4 – Characters extraordinarily developed.

Andrew Smith’s characters are simply beautiful, even the horrid ones.  Characterization and character development are clearly strengths for this writer.  Stick and Bosten are impressively wrought:  their weaknesses are at times frustrating, as they should be, and their strengths shine through.   The way they develop simultaneously independent of one another, as well as together as a pair, adds a great level of complexity and interest to the story as a whole.  The minor characters, such as the boys’ friends, Emily, the Twins, Aunt Dahlia, Mr. and Mrs. McClellan, Paul and even the tertiary characters like Willie and the Truck Driver all have unique personalities and interact with the boys in genuine ways, so as to advance the plot fluidly and with purpose.  Little if anything seems out-of-place, all of the characters seem necessary and unquestionably purposeful to the story.

4 – Extraordinary Prose/Style, enhancing the Story.

The second great strength for this book (and writer) is the prose –it is fluid, interesting, and meaningful.  There is much creative liberty taken with the book’s form and structure, which can sometimes be irritating (and which, admittedly, caused doubts in this reader at first); however, the structure breaks and style choices ultimately served the larger purpose of reflecting the mood of the story and its main character.  It was nearly impossible to put this book down, largely because the story was so interesting and the characters were endearing, but also because the prose progressed the story and its characters masterfully, from day-to-day, scene-to-scene.  The dialogue was well-written, the description was simple but effective, appropriate for the genre.

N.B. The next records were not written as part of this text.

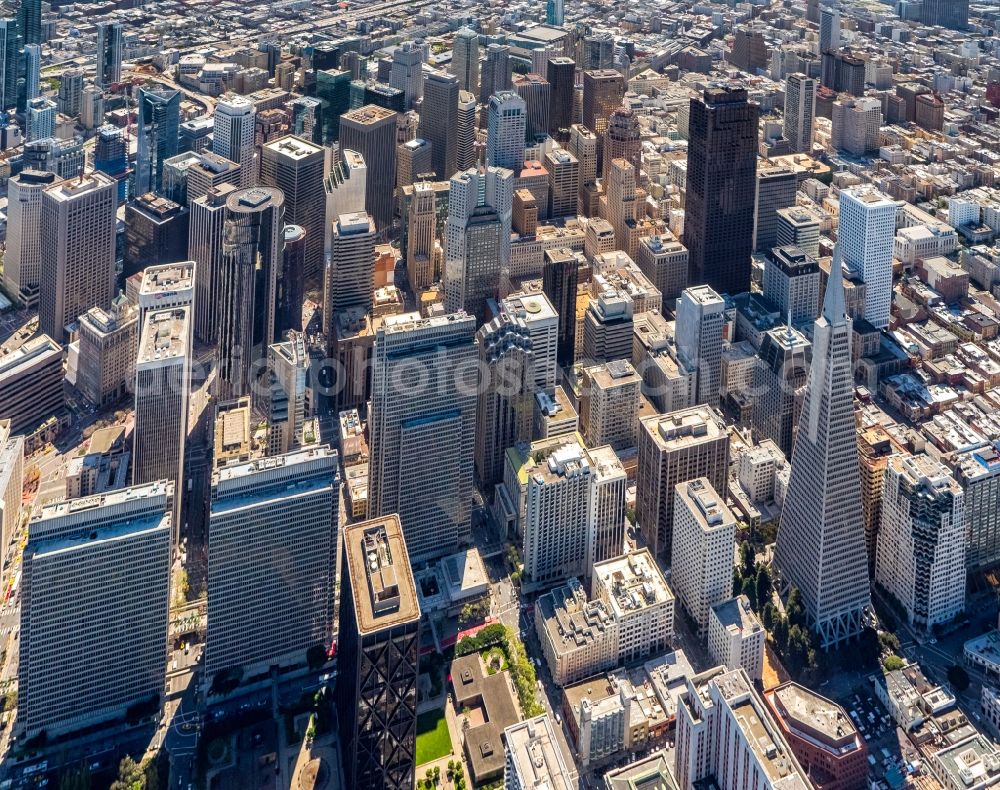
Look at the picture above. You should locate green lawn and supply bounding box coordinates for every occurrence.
[417,710,451,765]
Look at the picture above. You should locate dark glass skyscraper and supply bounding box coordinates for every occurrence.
[684,85,759,294]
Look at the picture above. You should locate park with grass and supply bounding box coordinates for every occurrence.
[417,708,452,765]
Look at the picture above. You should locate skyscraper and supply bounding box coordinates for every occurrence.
[131,307,194,545]
[323,211,375,313]
[443,166,516,318]
[3,170,56,308]
[94,22,123,88]
[260,137,326,283]
[676,285,726,406]
[188,184,236,345]
[135,88,181,195]
[216,187,285,400]
[17,480,173,738]
[451,27,479,93]
[368,313,476,562]
[340,104,396,233]
[783,72,816,153]
[486,91,528,173]
[337,514,420,790]
[212,93,257,187]
[416,71,459,180]
[837,185,899,329]
[38,172,118,343]
[684,86,758,294]
[205,446,346,682]
[774,245,870,648]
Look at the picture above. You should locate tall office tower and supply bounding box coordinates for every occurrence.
[837,186,899,329]
[216,187,285,400]
[486,91,528,173]
[443,166,516,317]
[479,44,511,104]
[830,96,882,156]
[3,170,57,308]
[751,326,810,458]
[636,406,729,564]
[57,69,83,118]
[0,419,24,546]
[670,477,736,634]
[267,332,310,455]
[635,236,688,304]
[775,206,819,258]
[389,41,424,111]
[131,306,194,544]
[406,181,437,293]
[188,184,236,346]
[753,166,798,252]
[340,104,396,233]
[577,68,625,165]
[782,72,816,154]
[274,225,308,337]
[674,666,808,788]
[17,0,42,45]
[323,211,376,313]
[683,86,758,294]
[316,69,351,143]
[602,108,642,181]
[205,446,346,682]
[475,313,535,487]
[819,8,840,55]
[455,91,479,171]
[0,17,15,110]
[368,313,477,562]
[135,88,181,195]
[24,97,56,143]
[542,249,580,367]
[94,22,124,88]
[260,137,324,283]
[38,172,118,342]
[337,514,420,790]
[451,27,479,93]
[544,148,580,219]
[921,0,969,30]
[512,74,552,140]
[212,93,257,187]
[545,57,576,139]
[24,44,42,106]
[950,443,1000,571]
[774,252,869,649]
[875,454,967,632]
[17,480,174,738]
[764,247,819,326]
[418,71,459,181]
[676,285,726,406]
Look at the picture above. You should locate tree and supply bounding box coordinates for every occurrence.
[948,664,969,694]
[740,540,757,579]
[754,564,771,608]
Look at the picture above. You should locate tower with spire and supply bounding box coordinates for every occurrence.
[774,245,870,649]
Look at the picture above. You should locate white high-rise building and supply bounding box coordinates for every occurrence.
[783,72,816,153]
[774,245,870,648]
[368,313,478,562]
[486,90,528,173]
[670,477,736,633]
[875,454,966,631]
[676,285,726,406]
[205,446,340,679]
[131,307,194,543]
[212,93,257,187]
[837,186,899,329]
[17,480,172,738]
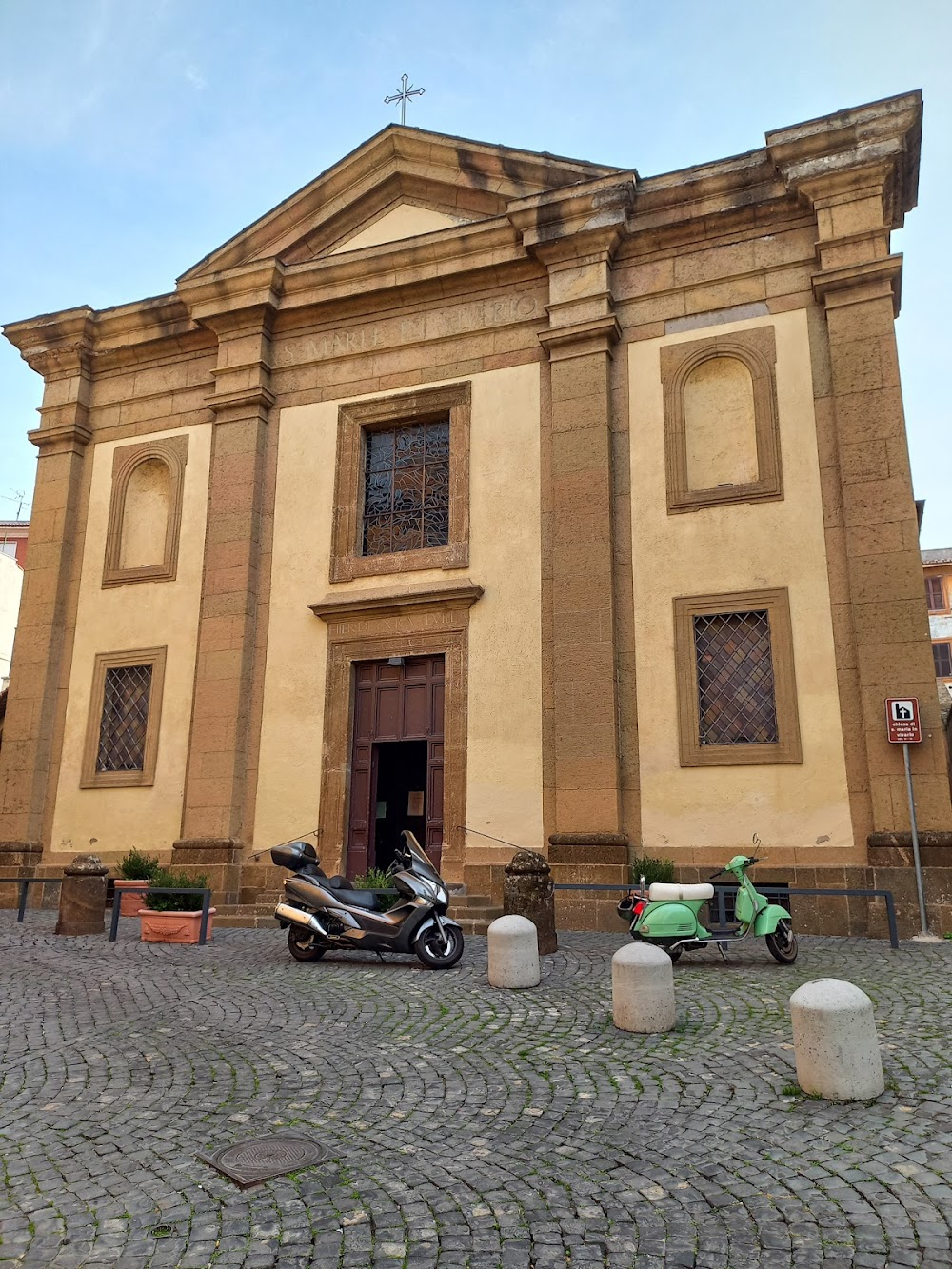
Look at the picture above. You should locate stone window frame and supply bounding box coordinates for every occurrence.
[80,647,168,789]
[103,437,189,589]
[662,327,783,515]
[330,381,472,582]
[674,586,803,766]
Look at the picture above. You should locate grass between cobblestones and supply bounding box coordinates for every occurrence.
[0,912,952,1269]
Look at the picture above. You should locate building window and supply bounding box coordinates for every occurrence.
[330,384,469,582]
[932,644,952,679]
[363,418,449,556]
[674,590,803,766]
[81,647,165,788]
[662,327,783,514]
[103,437,188,586]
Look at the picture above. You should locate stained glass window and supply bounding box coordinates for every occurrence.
[363,419,449,556]
[694,612,780,744]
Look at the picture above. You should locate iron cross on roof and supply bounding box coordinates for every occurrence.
[384,75,426,125]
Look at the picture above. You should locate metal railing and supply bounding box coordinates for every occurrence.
[109,881,212,946]
[0,877,62,925]
[553,882,899,952]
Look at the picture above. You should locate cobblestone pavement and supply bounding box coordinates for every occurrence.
[0,912,952,1269]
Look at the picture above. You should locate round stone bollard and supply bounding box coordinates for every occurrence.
[56,855,109,934]
[789,979,886,1101]
[612,942,678,1034]
[486,916,542,987]
[503,850,559,956]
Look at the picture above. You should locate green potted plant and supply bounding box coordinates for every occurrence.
[114,846,159,916]
[138,868,214,942]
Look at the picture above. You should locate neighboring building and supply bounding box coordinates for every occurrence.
[0,521,30,568]
[922,547,952,695]
[0,521,30,690]
[0,92,952,929]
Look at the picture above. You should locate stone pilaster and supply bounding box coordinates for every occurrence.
[0,308,91,872]
[509,184,633,842]
[175,268,277,863]
[766,94,952,845]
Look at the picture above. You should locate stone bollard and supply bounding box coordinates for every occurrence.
[503,850,559,956]
[486,916,542,987]
[612,942,678,1034]
[789,979,886,1101]
[56,855,109,934]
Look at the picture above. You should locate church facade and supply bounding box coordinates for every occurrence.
[0,94,952,929]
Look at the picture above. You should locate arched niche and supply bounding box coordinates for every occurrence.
[103,437,188,586]
[684,355,758,490]
[662,327,783,514]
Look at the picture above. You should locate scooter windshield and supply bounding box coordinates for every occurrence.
[404,828,443,885]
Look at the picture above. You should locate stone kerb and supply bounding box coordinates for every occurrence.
[486,916,542,988]
[56,855,109,935]
[503,850,559,956]
[612,942,678,1034]
[789,979,886,1101]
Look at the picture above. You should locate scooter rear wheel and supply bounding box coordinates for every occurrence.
[764,922,800,964]
[414,925,464,969]
[288,925,327,961]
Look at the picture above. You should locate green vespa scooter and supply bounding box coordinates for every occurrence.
[618,855,797,964]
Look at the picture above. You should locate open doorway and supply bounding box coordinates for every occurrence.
[369,740,429,868]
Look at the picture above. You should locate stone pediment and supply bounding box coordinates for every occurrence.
[179,125,621,282]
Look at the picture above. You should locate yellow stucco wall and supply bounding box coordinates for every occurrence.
[330,203,466,255]
[628,311,853,864]
[254,365,542,858]
[52,424,212,861]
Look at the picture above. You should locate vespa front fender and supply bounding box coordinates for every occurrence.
[754,903,792,934]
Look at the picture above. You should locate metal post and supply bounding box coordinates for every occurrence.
[902,741,929,938]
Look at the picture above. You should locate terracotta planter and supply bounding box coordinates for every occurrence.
[113,877,149,916]
[137,907,214,942]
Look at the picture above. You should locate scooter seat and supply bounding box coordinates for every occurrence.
[647,881,713,903]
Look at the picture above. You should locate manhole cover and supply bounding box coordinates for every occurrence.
[197,1132,327,1189]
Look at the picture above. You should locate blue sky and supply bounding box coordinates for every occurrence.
[0,0,952,547]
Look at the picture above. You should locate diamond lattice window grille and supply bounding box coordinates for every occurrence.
[694,612,780,744]
[363,419,449,556]
[96,664,152,771]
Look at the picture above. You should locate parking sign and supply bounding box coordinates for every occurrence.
[886,697,922,744]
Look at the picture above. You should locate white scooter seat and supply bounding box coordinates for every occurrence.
[647,881,713,903]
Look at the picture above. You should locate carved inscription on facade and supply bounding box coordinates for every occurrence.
[281,292,542,365]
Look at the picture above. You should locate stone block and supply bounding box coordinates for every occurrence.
[789,979,886,1101]
[486,916,541,990]
[612,942,678,1034]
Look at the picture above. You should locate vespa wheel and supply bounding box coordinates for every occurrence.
[414,925,464,969]
[764,922,800,964]
[288,925,327,961]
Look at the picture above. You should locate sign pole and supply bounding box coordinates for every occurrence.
[902,741,929,938]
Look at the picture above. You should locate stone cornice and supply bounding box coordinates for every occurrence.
[307,582,483,625]
[766,91,922,228]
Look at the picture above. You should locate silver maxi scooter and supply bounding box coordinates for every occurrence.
[271,832,464,969]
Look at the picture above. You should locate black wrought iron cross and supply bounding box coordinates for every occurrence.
[384,75,426,125]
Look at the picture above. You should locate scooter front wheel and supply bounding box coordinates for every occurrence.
[288,925,327,961]
[764,922,800,964]
[414,925,464,969]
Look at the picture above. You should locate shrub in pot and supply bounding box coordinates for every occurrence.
[113,846,159,916]
[138,868,214,942]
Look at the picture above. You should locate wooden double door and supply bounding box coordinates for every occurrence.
[347,653,446,877]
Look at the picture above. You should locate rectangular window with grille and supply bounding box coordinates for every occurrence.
[81,647,165,788]
[363,418,449,556]
[694,609,780,744]
[674,589,803,766]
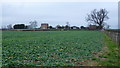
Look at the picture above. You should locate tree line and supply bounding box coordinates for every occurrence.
[2,9,110,29]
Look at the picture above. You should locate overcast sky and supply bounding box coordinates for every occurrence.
[0,2,118,29]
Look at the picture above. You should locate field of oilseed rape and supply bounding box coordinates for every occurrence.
[2,31,104,67]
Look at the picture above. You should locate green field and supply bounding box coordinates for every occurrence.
[2,31,116,66]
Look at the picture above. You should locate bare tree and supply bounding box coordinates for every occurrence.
[86,9,109,29]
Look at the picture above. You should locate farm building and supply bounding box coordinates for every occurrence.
[40,23,49,29]
[89,25,97,30]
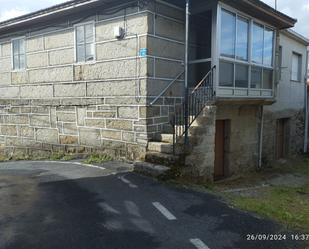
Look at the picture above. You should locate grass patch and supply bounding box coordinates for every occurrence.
[227,186,309,232]
[84,154,113,164]
[218,159,309,233]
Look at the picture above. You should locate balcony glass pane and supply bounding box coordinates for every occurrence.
[252,23,264,64]
[263,28,274,67]
[263,69,273,89]
[236,17,249,61]
[235,64,249,88]
[251,67,262,89]
[219,61,234,87]
[221,10,236,58]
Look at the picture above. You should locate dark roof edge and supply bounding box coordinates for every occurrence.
[281,29,309,46]
[243,0,297,27]
[0,0,101,30]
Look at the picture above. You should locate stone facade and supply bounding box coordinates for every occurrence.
[263,31,307,165]
[0,2,167,160]
[0,1,302,179]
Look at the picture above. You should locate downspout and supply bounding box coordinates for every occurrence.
[304,51,309,153]
[184,0,190,147]
[258,105,264,169]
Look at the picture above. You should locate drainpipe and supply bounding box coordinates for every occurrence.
[184,0,190,146]
[258,105,264,169]
[304,51,309,153]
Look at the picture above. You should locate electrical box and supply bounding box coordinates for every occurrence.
[114,26,125,39]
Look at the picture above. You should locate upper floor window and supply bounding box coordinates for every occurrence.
[75,23,95,62]
[219,8,274,89]
[12,38,26,70]
[291,52,302,81]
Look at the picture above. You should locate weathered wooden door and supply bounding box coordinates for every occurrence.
[276,119,286,159]
[214,120,225,179]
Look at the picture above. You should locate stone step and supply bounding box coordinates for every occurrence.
[146,152,179,167]
[134,162,170,177]
[148,142,173,154]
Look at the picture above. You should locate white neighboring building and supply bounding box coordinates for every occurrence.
[263,30,309,163]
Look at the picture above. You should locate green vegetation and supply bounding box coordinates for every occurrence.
[227,186,309,232]
[84,154,113,164]
[218,159,309,233]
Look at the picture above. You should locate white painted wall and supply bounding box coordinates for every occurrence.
[265,33,307,111]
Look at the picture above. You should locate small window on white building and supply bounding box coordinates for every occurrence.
[12,38,26,70]
[75,23,95,62]
[291,53,302,81]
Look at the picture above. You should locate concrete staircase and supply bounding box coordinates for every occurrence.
[137,106,215,176]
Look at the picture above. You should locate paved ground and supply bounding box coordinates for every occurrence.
[0,162,300,249]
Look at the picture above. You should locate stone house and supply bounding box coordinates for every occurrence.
[0,0,307,179]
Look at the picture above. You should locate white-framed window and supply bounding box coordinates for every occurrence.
[12,37,26,70]
[75,22,95,63]
[219,7,275,89]
[291,52,302,82]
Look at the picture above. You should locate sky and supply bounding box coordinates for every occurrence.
[0,0,309,38]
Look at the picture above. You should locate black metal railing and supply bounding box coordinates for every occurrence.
[171,66,216,154]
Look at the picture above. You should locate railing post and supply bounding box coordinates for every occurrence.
[184,0,190,147]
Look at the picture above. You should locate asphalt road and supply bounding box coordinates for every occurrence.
[0,162,300,249]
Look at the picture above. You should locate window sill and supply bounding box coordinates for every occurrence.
[11,68,27,73]
[73,60,97,66]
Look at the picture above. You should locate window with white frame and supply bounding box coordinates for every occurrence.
[75,23,95,62]
[291,52,302,81]
[219,8,274,89]
[12,38,26,70]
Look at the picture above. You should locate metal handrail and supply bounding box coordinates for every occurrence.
[191,65,216,93]
[170,66,216,153]
[150,71,185,106]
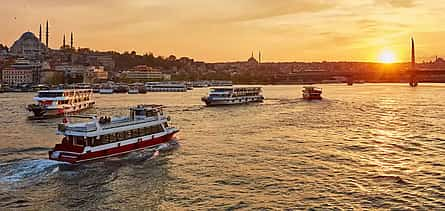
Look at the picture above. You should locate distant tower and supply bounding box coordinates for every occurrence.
[258,51,261,64]
[46,20,49,49]
[62,34,66,49]
[409,37,418,87]
[411,37,416,70]
[70,32,74,48]
[39,24,42,43]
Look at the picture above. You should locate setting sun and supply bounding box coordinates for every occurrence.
[378,50,396,64]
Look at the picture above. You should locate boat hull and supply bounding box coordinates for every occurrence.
[48,131,177,164]
[28,102,95,120]
[201,97,264,106]
[303,93,322,100]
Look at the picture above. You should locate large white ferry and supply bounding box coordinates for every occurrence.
[201,87,264,106]
[49,105,179,163]
[302,86,322,100]
[27,89,95,119]
[145,82,187,92]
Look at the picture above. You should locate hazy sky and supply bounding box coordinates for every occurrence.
[0,0,445,62]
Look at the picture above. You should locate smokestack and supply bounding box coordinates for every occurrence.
[39,24,42,43]
[46,20,49,49]
[258,51,261,64]
[70,32,74,48]
[411,37,416,69]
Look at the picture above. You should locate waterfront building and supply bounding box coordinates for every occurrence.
[54,64,108,83]
[2,58,42,85]
[10,32,46,59]
[2,68,32,86]
[124,65,170,81]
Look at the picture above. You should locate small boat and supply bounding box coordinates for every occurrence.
[48,105,179,163]
[128,86,139,94]
[113,84,129,93]
[99,84,114,94]
[201,87,264,106]
[27,89,95,119]
[303,86,322,100]
[145,82,187,92]
[128,83,147,94]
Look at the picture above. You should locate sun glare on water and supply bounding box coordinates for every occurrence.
[378,50,396,64]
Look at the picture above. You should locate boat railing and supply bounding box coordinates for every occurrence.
[102,116,166,130]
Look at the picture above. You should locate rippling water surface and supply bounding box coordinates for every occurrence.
[0,84,445,210]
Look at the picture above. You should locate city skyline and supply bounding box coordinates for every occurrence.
[0,0,445,62]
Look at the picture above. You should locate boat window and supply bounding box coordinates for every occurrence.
[132,129,139,137]
[136,110,144,116]
[86,137,94,146]
[117,131,127,141]
[39,92,63,97]
[74,136,85,146]
[108,133,116,143]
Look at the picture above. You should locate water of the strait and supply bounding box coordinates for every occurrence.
[0,84,445,210]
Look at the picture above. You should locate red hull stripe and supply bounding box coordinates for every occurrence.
[49,133,174,163]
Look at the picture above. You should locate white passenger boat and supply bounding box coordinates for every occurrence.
[201,87,264,106]
[145,82,187,92]
[27,89,95,119]
[99,84,114,94]
[303,86,322,100]
[49,105,179,163]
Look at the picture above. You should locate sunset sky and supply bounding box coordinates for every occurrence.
[0,0,445,62]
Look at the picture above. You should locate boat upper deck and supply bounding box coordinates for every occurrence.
[35,89,93,99]
[58,104,168,136]
[210,87,262,93]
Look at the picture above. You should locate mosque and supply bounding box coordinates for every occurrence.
[10,21,49,59]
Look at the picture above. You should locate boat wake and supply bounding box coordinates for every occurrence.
[119,140,179,161]
[0,159,63,186]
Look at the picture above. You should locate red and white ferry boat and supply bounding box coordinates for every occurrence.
[27,89,95,119]
[303,86,322,100]
[49,105,179,163]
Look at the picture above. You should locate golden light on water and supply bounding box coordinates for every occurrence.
[378,49,396,64]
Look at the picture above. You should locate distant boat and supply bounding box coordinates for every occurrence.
[303,86,322,100]
[201,87,264,106]
[27,89,95,119]
[99,84,114,94]
[145,82,187,92]
[48,105,179,163]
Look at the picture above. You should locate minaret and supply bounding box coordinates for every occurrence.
[411,37,416,69]
[409,37,418,87]
[39,24,42,43]
[258,51,261,64]
[62,34,66,49]
[70,32,74,48]
[46,20,49,49]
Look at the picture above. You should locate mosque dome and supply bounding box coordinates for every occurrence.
[11,32,46,57]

Additional Elements: Setting, Symbols/Motifs, Resolution, etc.
3 – Additional elements are present and cohesive to the Story.

Two weaker spots in the story, for me, include the deeper, darker revelation about the nature of Bosten’s relationship with his and Stick’s father, and the book’s final resolution.  The former turns out to fit into a stereotypical “explanation” cliché, played out often in stories of this kind; however, in Stick, it is, at least, more subtle and not an all-encompassing “why” to Bosten’s state of being.  The latter issue, the resolution, is not a disappointment in terms of vision, but more so in execution.  The descent to which Bosten falls, after leaving home, seems quite far in such a short time, and for one with such strength of character.  Also, his return to “home,” given where he ended up, seemed almost easy or simple.  Either of these parts of the resolution could work, I think, given more time – the ending just felt a bit rushed, though it did not dissuade from the overall quality of the book, nor was it a disappointment in general; in fact, where the boys ultimately end up was a great and welcome relief, appropriate to their natures and journeys.  The larger themes of family, independence, fear, self-empowerment, and growth are all well-executed and come about in realistic fashion.

Suggested Reading for:
Age Level: High School +

Interest: Dysfunctional Families, Brothers, Friendship, Coming-of-Age, Gay Youth, Drug Culture

Notable Quotes:

“’It’s better, I think, to have a “best friend” than a girlfriend,’ Dahlia said.  ‘Girlfriends are your friends because they’re girls.  But best friends are people you can share everything with and not be afraid they’ll leave you with less.’”



*Note – This review pertains to an Advanced Reader’s Copy, graciously sent to me by Andrew’s publisher at Feiwel and Friends, and imprint of Macmillan, at Andrew’s request. The book will be available to all on October11th, 2011.